1. **Proposed Improvements** - Issue with a (partial, temporary or full, permanent) proposal is created on the Scalability tracker, with one or more additional issues in other trackers as required, including estimated SLA improvements for services affected. Improvements can be:
* Changes to the infrastructure
* Changes to the application
* Changes to our observability
1. **Triage** - Prioritise changes based on pre-defined set of [rules](#priorities) and according to expected availability improvements. Tickets can be either delegated to engineering teams via the infra/dev process, delegated to infrastructure (via TBD process), or implemented by the scalability team
1. **Development & Deployment** - The work on developing and ensuring that the change has no unexpected effects is executed by the owner defined in the previous stage.
1. **Assessment** - Assessment of the implemented change is done through retrospecting on the expected and observed state. The retrospective process is documented in an issue that is marked related to the original issue driving the change. Can we see the changes we expected following the deployment of this change? If not, why is this?
### Triage rotation
We have automated triage policies defined in the [triage-ops
project](https://gitlab.com/gitlab-com/gl-infra/triage-ops). These
perform tasks such as automatically labelling issues, asking the author
to add labels, and creating weekly triage issues.
We currently have two weekly triage issues:
1. Board grooming - walk through the current project board and move
issues forward towards `workflow-infra::Ready` where possible.
2. `Service::Unknown` grooming - lists issues with `Service::Unknown`
with the goal of adding a defined service, where possible.
We rotate the triage ownership each month, with the current triage owner
responsible for picking the next one (a reminder is added to their last
triage issue).
### Project Management
We use Epics and Issue Boards to organize our work, as they complement each other.
We use Epics to group work per theme, and issue boards to organize work within the said theme.

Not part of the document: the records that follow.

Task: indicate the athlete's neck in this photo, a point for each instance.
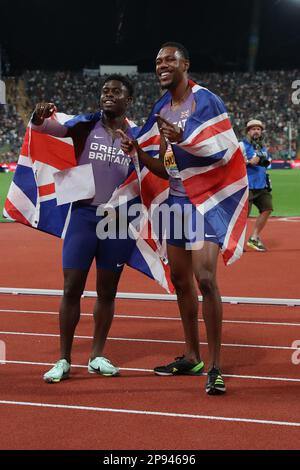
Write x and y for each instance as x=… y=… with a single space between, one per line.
x=180 y=92
x=114 y=122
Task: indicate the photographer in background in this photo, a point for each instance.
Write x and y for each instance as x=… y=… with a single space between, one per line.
x=257 y=161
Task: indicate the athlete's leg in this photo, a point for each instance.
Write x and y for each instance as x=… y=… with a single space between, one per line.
x=180 y=262
x=205 y=268
x=107 y=284
x=260 y=223
x=69 y=312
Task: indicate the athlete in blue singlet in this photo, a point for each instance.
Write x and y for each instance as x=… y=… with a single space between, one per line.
x=96 y=142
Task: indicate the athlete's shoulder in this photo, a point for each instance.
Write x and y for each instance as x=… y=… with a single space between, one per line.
x=207 y=98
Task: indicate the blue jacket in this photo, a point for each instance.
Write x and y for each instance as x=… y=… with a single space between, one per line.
x=256 y=174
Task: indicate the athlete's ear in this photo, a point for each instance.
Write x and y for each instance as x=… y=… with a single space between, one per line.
x=186 y=65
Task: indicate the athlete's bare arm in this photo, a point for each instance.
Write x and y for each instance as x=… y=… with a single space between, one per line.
x=155 y=165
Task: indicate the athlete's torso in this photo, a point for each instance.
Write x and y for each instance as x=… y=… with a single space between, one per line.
x=177 y=116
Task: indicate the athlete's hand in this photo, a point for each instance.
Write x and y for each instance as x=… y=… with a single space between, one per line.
x=171 y=132
x=43 y=111
x=254 y=161
x=127 y=145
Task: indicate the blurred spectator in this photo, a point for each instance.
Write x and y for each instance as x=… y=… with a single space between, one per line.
x=265 y=95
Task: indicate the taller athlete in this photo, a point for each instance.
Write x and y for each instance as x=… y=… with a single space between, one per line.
x=96 y=142
x=182 y=106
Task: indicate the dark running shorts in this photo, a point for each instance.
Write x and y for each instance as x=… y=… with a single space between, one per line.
x=261 y=198
x=194 y=229
x=81 y=244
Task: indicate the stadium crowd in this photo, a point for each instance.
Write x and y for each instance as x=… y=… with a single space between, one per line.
x=263 y=95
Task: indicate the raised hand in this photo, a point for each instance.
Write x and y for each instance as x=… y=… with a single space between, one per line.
x=127 y=145
x=171 y=132
x=43 y=111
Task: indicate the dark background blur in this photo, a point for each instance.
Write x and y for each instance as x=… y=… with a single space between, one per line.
x=55 y=34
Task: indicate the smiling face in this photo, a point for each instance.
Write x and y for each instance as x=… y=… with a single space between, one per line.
x=114 y=98
x=255 y=132
x=171 y=67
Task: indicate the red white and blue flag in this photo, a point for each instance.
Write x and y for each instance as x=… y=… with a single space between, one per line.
x=211 y=166
x=31 y=199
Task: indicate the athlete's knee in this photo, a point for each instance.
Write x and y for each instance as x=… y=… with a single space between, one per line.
x=180 y=282
x=73 y=291
x=107 y=294
x=206 y=281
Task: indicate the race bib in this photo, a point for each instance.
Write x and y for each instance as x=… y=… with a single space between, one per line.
x=170 y=163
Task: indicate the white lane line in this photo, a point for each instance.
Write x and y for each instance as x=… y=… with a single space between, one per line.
x=151 y=413
x=143 y=340
x=131 y=369
x=144 y=317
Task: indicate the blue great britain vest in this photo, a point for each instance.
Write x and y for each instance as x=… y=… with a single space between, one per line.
x=256 y=174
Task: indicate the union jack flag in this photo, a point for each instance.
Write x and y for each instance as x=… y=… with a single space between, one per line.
x=31 y=199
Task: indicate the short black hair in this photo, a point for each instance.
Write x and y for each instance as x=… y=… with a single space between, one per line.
x=120 y=78
x=183 y=50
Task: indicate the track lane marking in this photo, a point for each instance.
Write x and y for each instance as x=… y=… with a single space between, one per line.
x=144 y=340
x=144 y=317
x=131 y=369
x=151 y=413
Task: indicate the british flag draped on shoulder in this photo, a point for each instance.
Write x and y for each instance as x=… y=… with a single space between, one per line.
x=31 y=199
x=211 y=166
x=213 y=171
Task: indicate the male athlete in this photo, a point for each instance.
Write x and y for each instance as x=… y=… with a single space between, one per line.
x=172 y=64
x=96 y=142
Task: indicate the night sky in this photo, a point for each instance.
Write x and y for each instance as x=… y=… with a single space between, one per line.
x=72 y=34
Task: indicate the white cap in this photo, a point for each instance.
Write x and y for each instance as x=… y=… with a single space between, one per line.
x=255 y=122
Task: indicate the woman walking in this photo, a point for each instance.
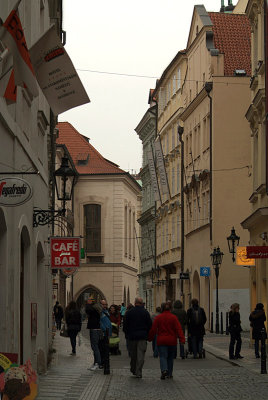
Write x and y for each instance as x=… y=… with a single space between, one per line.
x=73 y=320
x=167 y=328
x=257 y=319
x=235 y=332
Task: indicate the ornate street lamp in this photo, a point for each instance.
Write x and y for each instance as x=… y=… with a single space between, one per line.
x=64 y=178
x=216 y=258
x=233 y=242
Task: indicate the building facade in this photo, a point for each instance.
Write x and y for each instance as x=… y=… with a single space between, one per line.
x=26 y=281
x=257 y=221
x=105 y=211
x=146 y=131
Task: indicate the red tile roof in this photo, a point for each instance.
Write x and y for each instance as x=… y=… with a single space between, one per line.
x=232 y=37
x=80 y=149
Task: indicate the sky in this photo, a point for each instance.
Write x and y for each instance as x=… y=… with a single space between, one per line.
x=124 y=37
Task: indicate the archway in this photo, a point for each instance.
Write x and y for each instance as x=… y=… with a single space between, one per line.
x=3 y=278
x=88 y=291
x=196 y=286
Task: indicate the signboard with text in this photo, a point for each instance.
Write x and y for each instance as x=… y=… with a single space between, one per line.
x=65 y=252
x=257 y=251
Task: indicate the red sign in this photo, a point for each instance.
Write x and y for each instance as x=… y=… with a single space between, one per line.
x=257 y=251
x=65 y=252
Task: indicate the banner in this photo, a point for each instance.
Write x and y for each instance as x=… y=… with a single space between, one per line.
x=12 y=35
x=161 y=166
x=153 y=174
x=56 y=74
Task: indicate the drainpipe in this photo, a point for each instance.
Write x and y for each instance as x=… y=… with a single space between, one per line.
x=208 y=88
x=180 y=133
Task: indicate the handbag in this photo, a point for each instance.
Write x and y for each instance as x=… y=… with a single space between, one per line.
x=64 y=331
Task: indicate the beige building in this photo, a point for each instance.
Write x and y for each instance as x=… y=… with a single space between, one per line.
x=257 y=219
x=106 y=206
x=212 y=101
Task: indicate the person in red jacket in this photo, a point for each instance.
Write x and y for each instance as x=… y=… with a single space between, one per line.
x=167 y=328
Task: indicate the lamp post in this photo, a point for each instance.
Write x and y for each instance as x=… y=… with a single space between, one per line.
x=216 y=258
x=233 y=242
x=64 y=181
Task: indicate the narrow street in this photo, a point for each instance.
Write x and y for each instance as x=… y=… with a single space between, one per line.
x=211 y=378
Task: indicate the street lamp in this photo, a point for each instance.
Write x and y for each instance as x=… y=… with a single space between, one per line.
x=64 y=178
x=216 y=258
x=233 y=241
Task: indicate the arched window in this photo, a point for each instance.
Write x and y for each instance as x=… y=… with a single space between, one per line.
x=92 y=228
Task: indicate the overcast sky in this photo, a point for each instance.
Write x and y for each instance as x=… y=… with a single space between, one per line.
x=138 y=37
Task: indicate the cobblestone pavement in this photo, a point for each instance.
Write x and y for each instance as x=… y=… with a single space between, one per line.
x=207 y=379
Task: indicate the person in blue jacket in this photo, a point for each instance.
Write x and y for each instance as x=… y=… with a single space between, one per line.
x=106 y=328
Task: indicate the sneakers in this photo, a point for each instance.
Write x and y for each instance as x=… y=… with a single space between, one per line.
x=94 y=367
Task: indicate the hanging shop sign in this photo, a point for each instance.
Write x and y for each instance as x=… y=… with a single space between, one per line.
x=241 y=257
x=65 y=252
x=14 y=192
x=257 y=251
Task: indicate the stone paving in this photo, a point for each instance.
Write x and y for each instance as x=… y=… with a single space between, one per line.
x=207 y=379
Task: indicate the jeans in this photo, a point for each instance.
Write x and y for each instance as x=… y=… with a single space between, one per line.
x=235 y=337
x=94 y=335
x=137 y=350
x=257 y=349
x=72 y=335
x=197 y=343
x=104 y=352
x=167 y=355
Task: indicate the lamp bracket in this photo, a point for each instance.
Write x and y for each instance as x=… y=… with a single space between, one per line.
x=45 y=217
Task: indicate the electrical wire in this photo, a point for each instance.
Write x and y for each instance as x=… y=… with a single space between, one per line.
x=152 y=77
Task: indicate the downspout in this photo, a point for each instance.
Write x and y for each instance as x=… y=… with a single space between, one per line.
x=180 y=133
x=208 y=88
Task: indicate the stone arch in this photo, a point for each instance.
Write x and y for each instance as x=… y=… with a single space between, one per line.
x=196 y=286
x=83 y=294
x=4 y=280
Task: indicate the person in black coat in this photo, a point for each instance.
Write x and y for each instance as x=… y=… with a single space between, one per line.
x=196 y=319
x=73 y=320
x=257 y=319
x=235 y=332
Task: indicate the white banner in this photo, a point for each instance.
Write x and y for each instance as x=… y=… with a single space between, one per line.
x=153 y=174
x=56 y=74
x=161 y=166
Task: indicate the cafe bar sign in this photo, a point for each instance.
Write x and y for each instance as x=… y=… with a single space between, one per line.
x=14 y=192
x=257 y=251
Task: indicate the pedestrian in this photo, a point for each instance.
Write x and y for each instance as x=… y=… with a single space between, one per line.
x=257 y=319
x=196 y=319
x=73 y=320
x=115 y=315
x=168 y=329
x=58 y=315
x=137 y=326
x=106 y=330
x=154 y=344
x=181 y=314
x=127 y=345
x=235 y=332
x=93 y=311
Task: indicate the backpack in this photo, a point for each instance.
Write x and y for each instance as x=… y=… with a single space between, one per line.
x=196 y=317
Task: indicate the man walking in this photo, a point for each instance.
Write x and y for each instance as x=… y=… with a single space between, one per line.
x=137 y=326
x=58 y=314
x=93 y=312
x=106 y=328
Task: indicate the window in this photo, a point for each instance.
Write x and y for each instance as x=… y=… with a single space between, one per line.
x=179 y=78
x=92 y=227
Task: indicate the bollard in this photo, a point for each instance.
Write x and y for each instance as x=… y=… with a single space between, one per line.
x=211 y=323
x=221 y=323
x=263 y=351
x=227 y=323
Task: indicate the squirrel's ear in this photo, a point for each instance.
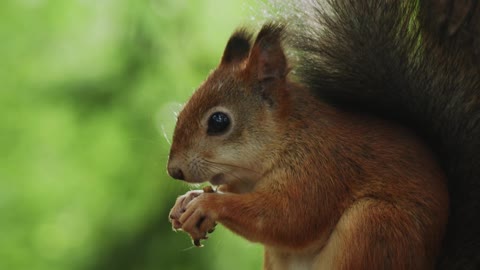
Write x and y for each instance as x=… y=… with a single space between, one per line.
x=267 y=59
x=238 y=47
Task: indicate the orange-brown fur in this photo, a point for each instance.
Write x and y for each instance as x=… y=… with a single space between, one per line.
x=320 y=188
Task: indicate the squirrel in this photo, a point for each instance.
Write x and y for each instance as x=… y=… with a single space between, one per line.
x=363 y=153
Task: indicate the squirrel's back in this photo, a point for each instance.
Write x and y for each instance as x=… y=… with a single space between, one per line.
x=414 y=63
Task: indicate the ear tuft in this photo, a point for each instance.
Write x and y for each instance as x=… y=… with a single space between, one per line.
x=238 y=47
x=267 y=59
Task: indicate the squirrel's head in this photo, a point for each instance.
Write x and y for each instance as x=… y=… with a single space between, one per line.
x=228 y=131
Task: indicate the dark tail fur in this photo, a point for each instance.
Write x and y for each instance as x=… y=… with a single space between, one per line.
x=411 y=62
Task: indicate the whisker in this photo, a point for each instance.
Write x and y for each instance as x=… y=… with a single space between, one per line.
x=231 y=165
x=165 y=135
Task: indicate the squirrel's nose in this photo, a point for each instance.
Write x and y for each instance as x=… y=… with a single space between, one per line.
x=176 y=173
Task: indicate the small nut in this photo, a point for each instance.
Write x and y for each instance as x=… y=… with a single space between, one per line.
x=208 y=189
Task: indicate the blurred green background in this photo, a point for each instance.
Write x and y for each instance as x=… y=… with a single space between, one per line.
x=88 y=91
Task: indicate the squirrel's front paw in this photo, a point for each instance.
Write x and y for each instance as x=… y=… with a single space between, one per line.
x=181 y=206
x=199 y=219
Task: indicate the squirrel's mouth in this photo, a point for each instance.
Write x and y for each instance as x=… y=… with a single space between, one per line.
x=218 y=179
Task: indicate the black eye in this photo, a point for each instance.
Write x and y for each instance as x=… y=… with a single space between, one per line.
x=218 y=123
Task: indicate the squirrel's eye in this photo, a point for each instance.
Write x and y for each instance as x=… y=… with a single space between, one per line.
x=218 y=123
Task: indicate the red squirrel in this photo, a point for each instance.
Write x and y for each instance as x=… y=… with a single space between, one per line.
x=342 y=163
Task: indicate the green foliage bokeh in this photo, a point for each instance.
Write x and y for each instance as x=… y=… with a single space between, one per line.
x=88 y=91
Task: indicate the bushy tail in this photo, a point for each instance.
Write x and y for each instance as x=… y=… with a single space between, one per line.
x=389 y=58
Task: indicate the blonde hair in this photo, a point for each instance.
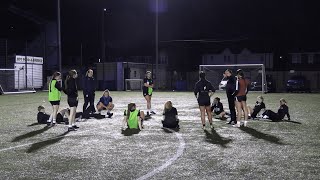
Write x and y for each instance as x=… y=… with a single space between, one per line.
x=89 y=70
x=260 y=97
x=130 y=106
x=107 y=90
x=167 y=106
x=283 y=100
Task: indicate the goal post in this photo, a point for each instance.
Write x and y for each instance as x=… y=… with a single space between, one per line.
x=133 y=84
x=14 y=81
x=256 y=73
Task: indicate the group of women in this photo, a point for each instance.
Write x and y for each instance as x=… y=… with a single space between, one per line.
x=237 y=89
x=70 y=88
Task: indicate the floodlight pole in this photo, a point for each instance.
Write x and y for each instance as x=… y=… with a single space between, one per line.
x=157 y=44
x=59 y=34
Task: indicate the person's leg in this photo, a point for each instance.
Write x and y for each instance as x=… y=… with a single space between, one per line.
x=245 y=110
x=202 y=111
x=91 y=107
x=142 y=116
x=239 y=112
x=148 y=99
x=231 y=103
x=85 y=104
x=54 y=113
x=209 y=113
x=99 y=106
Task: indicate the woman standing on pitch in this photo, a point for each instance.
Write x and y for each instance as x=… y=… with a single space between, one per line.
x=147 y=91
x=72 y=92
x=54 y=96
x=242 y=86
x=89 y=92
x=203 y=90
x=133 y=118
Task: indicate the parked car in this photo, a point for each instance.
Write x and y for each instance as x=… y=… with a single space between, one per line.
x=256 y=85
x=223 y=83
x=298 y=83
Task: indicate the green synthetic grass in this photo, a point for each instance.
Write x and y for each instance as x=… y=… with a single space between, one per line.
x=99 y=149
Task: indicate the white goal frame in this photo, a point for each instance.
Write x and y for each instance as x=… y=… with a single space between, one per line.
x=263 y=73
x=126 y=81
x=19 y=91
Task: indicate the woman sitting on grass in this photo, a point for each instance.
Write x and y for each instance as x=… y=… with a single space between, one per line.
x=217 y=109
x=282 y=112
x=258 y=107
x=105 y=103
x=133 y=117
x=170 y=116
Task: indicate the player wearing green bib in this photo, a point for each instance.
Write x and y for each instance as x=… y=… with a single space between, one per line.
x=54 y=96
x=147 y=91
x=133 y=117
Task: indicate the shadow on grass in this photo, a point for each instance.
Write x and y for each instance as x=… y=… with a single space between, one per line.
x=40 y=145
x=260 y=135
x=34 y=124
x=295 y=122
x=215 y=138
x=130 y=132
x=170 y=130
x=30 y=134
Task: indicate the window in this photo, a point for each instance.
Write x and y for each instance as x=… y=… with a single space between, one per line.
x=296 y=58
x=304 y=58
x=310 y=59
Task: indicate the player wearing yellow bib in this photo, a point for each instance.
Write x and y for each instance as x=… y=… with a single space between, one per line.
x=54 y=96
x=147 y=91
x=133 y=117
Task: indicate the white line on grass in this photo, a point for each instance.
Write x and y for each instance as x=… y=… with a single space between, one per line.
x=57 y=137
x=168 y=162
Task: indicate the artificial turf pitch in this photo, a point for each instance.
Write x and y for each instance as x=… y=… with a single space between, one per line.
x=100 y=150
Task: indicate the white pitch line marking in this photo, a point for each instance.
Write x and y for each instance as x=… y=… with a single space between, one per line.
x=168 y=162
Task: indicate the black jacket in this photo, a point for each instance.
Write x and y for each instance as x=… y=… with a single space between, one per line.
x=88 y=85
x=202 y=88
x=71 y=88
x=231 y=85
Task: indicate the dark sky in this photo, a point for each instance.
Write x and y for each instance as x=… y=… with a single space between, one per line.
x=130 y=24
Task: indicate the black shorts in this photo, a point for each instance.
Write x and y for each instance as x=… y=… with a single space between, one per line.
x=53 y=103
x=241 y=98
x=204 y=101
x=73 y=102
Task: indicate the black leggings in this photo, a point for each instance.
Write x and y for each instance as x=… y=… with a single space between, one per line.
x=272 y=115
x=232 y=107
x=87 y=100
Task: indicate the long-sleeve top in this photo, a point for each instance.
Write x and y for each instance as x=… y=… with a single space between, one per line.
x=202 y=88
x=88 y=85
x=72 y=89
x=242 y=87
x=231 y=85
x=283 y=111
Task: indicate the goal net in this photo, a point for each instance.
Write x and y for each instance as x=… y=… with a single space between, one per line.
x=15 y=81
x=255 y=73
x=133 y=84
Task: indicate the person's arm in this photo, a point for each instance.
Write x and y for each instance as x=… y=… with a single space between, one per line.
x=287 y=112
x=145 y=82
x=85 y=86
x=58 y=85
x=196 y=90
x=236 y=89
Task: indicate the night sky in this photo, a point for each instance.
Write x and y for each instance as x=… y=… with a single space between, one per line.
x=130 y=24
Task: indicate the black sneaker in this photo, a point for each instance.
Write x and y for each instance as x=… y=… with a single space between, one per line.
x=71 y=129
x=109 y=115
x=75 y=126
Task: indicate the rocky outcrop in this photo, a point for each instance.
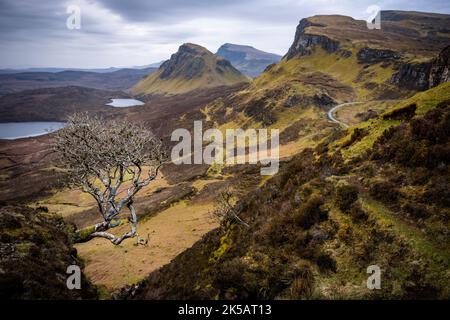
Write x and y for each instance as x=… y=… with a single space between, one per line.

The single source of truth for all work is [Scaling GitLab.com epic](https://gitlab.com/groups/gitlab-com/gl-infra/-/epics/148).
This epic will contain past, future and present work the team is focused on, organised by theme such as service,
workflow, etc. optimization. Each of these themes has a single epic describing the overall work, and that epic will link
to additional epics and issues as necessary.
Example organization is shown on the diagram below:
graph TD
A[Scaling GitLab.com] --> B{Redis}
A --> H
subgraph Redis
B --> C[Observability Epic]
B --> D[Performance Epic]
B --> E[Feature Epic]
E --> F[Design issue]
E --> G[Implementation epic]
subgraph Web
H[Improvement Epic]
### Issues
Issue is being implemented if:
1. Issue has a team member assigned to it.
1. Assigned issue has a priority label set.
1. Issue has "~workflow-infra::In Progress" set.
Issue is resolved when:
1. The problem defined in the issue has been addressed.
1. Issue description is updated with a graph comparing before/after state (if applicable).
1. Issue has "~workflow-infra::Done" set.
### Issue boards
The Scalability team [issue boards](https://gitlab.com/gitlab-com/gl-infra/scalability/-/boards/) track
the progress of ongoing work. Purpose of some of the more important issue boards
are described below:
1. [Workflow board](https://gitlab.com/gitlab-com/gl-infra/scalability/-/boards/1290868)
- Tracks the whole team ongoing workload.
1. [Abandoned work board](https://gitlab.com/gitlab-com/gl-infra/scalability/-/boards/1428754)
- Tracks the work that is not progressing.
1. Individual services board, for example [Sidekiq board](https://gitlab.com/gitlab-com/gl-infra/scalability/-/boards/1428695)
- Tracks the workload for the individual service.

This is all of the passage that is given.